Existing records of Chinese entities indicted by the U.S. Justice Department or sanctioned by the Treasury Department show that nearly all these charged and sanctioned entities are producers of chemical intermediaries and APIs. A total of twelve Chinese chemical companies—all of which are small private producers of intermediaries and APIs with an average of ten to fifty employees reported on the company website—were indicted in June and October 2023 by the Justice Department for their involvement in various aspects of fentanyl production, distribution, and sales of chemicals used in its manufacturing. These indicted and sanctioned entities are primarily in select provinces known for their large number of chemical and API firms, including Hubei, Anhui, Hebi, Henan, Fujian, and Jiangsu.  

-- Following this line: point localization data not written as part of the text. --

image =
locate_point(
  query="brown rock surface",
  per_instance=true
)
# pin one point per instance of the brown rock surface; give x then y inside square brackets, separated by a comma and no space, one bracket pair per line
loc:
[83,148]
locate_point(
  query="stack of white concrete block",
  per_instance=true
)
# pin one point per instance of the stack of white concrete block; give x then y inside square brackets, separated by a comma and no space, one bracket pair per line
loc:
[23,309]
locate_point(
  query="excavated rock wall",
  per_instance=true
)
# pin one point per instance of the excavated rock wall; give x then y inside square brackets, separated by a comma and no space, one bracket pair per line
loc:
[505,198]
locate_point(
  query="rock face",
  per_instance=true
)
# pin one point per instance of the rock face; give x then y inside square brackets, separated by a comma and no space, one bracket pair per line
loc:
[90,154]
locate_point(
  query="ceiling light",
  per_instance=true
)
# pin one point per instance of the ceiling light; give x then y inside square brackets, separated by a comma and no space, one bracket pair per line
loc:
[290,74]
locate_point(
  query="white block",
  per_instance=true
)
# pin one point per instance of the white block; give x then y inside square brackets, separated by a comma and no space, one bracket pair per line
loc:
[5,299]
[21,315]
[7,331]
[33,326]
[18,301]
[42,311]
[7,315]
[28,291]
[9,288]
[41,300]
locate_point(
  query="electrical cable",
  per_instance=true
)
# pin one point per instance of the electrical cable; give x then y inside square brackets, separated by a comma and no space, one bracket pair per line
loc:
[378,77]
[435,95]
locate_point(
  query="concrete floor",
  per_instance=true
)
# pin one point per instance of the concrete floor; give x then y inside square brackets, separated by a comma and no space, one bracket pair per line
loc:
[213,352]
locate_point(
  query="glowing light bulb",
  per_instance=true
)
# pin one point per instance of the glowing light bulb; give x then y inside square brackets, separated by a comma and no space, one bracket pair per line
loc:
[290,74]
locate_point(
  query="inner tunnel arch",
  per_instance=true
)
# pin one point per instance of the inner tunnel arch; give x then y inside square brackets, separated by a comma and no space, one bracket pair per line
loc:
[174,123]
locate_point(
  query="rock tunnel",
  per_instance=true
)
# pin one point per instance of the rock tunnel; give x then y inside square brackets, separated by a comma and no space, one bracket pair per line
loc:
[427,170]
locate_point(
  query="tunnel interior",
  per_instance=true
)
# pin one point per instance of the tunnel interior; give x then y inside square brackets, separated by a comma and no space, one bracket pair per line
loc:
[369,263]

Three companies indicted by the U.S. Justice Department are in Hubei Province. The local government has included boosting the production of fentanyl APIs and fentanyl products as a priority in its Implementation Plan for Developing an API Production Base for 2021-2025, which was announced in July 2021. Developing the API industry is not merely a local policy but aligns with a broader national industrial policy. In October 2021, the National Development and Reform Commission and the Ministry of Industry and Information Technology jointly issued a Notice on the Implementation Plan to Promote the High-quality Development of the API Industry. One of the primary objectives outlined in this Notice is to improve the self-sufficiency of API supply chains and enhance the competitiveness of China’s pharmaceutical industry.  

China is already the world’s top API-producing and exporting country, and its chemical industry has been the largest in the world by revenue since 2011. Guided by industrial policies, the number of small-scale intermediate producers will likely increase before the sector consolidates. Due to narrow profit margins and intensifying competition among small producers, there is a risk that certain opportunistic firms may venture into supplying various precursors for synthetic drugs, including but not limited to fentanyl and fentanyl-related substances, in addition to chemicals that have legitimate use but are nonetheless in demand for illicit uses. The flexibility and adaptability of these smaller operations also enable them to swiftly adapt their production processes to accommodate new synthetic drug formulas.